Raymond Ruyer    lois primaires et lois secondaires


     « Il faut avoir soin de parler de lois physiques et non de réalités physiques. Il n’y a pas un genre de réalité méritant par elle-même et substantiellement le nom de physique, il n’y a qu’un mode de légalité physique. Ce mode peut jouer entre des éléments de nature quelconque : animaux ou hommes, aussi bien que molécules ou corpuscules en tout genre. Une bande d’animaux migrateurs, une troupe de soldats en marche, une file d’automobilistes dont chacun ne considère que son prédécesseur immédiat, donnent lieu à des mouvements d’accordéon ou à des amplifications de méandres exactement analogues à ceux que le monde physique nous présente. Beaucoup de lois d’économie politique, dans leur forme schématique, sont des lois physiques parce qu’elles reposent justement sur cette supposition toute négative que l’homo œconomicus réagit à ses besoins individuels sans entente avec les autres producteurs ou consommateurs. Les lois qui expriment les rapports numériques des prédateurs et de leurs proies sont également des lois physiques, bien que portant sur des êtres vivants. On peut les mettre sous une forme mathématique, et l’allure de ces lois n’a aucun rapport interne avec les seules actions réelles dans le phénomène, à savoir les instincts animaux de prédation, de fuite, de reproduction, etc. La preuve en est que cette allure – celle des « oscillations de relaxation » – se retrouve dans une foule de phénomènes qui n’ont absolument rien à voir avec de tels instincts.

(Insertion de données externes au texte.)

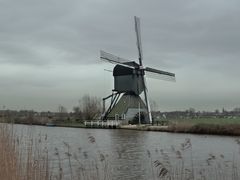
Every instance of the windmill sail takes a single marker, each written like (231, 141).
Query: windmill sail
(138, 34)
(159, 74)
(114, 59)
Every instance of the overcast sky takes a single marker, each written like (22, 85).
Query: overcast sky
(49, 51)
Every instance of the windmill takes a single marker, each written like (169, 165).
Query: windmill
(129, 81)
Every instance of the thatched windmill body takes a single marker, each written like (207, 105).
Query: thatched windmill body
(129, 84)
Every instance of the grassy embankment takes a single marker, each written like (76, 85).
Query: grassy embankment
(220, 126)
(28, 158)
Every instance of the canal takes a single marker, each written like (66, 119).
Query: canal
(130, 154)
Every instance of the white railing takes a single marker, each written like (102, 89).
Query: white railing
(103, 124)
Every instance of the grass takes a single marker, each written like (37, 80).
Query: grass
(210, 120)
(28, 157)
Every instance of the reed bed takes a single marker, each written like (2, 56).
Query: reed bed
(27, 157)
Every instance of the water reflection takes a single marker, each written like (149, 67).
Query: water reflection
(131, 154)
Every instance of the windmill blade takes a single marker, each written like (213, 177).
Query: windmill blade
(138, 34)
(146, 100)
(117, 60)
(112, 58)
(159, 76)
(159, 72)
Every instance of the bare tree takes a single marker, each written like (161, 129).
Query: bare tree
(91, 107)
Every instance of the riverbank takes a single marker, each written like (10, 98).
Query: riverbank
(214, 129)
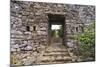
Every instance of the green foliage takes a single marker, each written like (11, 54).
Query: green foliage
(87, 40)
(60, 31)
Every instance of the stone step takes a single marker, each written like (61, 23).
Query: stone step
(56, 54)
(56, 51)
(56, 59)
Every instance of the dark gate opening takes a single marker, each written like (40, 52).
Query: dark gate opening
(56, 29)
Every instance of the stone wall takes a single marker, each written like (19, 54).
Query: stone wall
(29, 24)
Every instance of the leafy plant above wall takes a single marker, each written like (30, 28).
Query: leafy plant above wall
(87, 40)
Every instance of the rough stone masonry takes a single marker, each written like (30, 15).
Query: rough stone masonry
(30, 26)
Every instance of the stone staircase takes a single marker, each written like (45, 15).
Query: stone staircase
(54, 55)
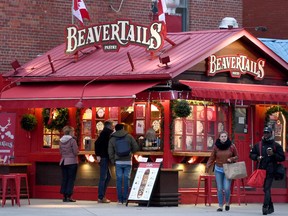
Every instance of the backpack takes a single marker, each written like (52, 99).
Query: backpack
(122, 147)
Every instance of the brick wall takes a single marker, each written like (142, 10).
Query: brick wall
(207, 14)
(269, 13)
(31, 27)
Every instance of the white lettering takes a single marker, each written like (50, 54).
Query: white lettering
(236, 65)
(123, 32)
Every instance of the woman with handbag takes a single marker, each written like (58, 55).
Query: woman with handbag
(267, 158)
(223, 152)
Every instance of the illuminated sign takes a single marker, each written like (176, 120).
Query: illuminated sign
(236, 65)
(112, 36)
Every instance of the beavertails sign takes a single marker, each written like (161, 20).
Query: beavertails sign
(237, 65)
(112, 36)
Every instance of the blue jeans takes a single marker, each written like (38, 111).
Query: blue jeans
(123, 173)
(105, 177)
(69, 173)
(223, 185)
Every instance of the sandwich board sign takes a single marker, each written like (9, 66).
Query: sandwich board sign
(144, 182)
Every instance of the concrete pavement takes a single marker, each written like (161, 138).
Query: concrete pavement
(49, 207)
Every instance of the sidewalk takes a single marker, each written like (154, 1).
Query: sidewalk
(45, 207)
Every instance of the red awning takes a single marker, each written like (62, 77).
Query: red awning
(237, 91)
(67, 95)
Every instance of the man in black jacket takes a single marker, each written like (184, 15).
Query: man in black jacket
(267, 158)
(101, 151)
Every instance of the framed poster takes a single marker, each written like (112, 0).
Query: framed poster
(140, 126)
(144, 181)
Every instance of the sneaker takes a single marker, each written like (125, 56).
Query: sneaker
(104, 200)
(219, 209)
(264, 210)
(270, 209)
(69, 200)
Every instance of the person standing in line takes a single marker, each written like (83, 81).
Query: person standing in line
(69, 162)
(123, 163)
(101, 152)
(224, 151)
(271, 153)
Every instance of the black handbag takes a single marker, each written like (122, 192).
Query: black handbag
(279, 172)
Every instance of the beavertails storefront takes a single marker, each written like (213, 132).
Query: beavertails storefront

                 Inversement, il n’est pas du tout certain que dans tous les chapitres de ce que l’on continue d’appeler « la physique », et dans ceux qui traitent d’individus tels que molécules, atomes ou leurs constituants, toutes les lois soient vraiment des lois physiques. Les lois non statistiques, les lois primaires recouvrent sans doute de véritables actions, analogues à celles que l’on trouve dans les instincts et les actes psychiques. Sous le niveau des phénomènes obéissant à des lois de maximum et de minimum, en physique aussi bien qu’ailleurs, il est possible et probable que l’on retrouvera des faits d’un tout autre genre. Les lois vraiment primaires de la physique peuvent fort bien ressembler par exemple à des lois linguistiques, et porter sur des assimilations, ou des rencontres qui ressemblent plus aux assimilations ou aux rencontres de deux morphèmes qu’au choc de deux atomes selon le schéma cartésien. »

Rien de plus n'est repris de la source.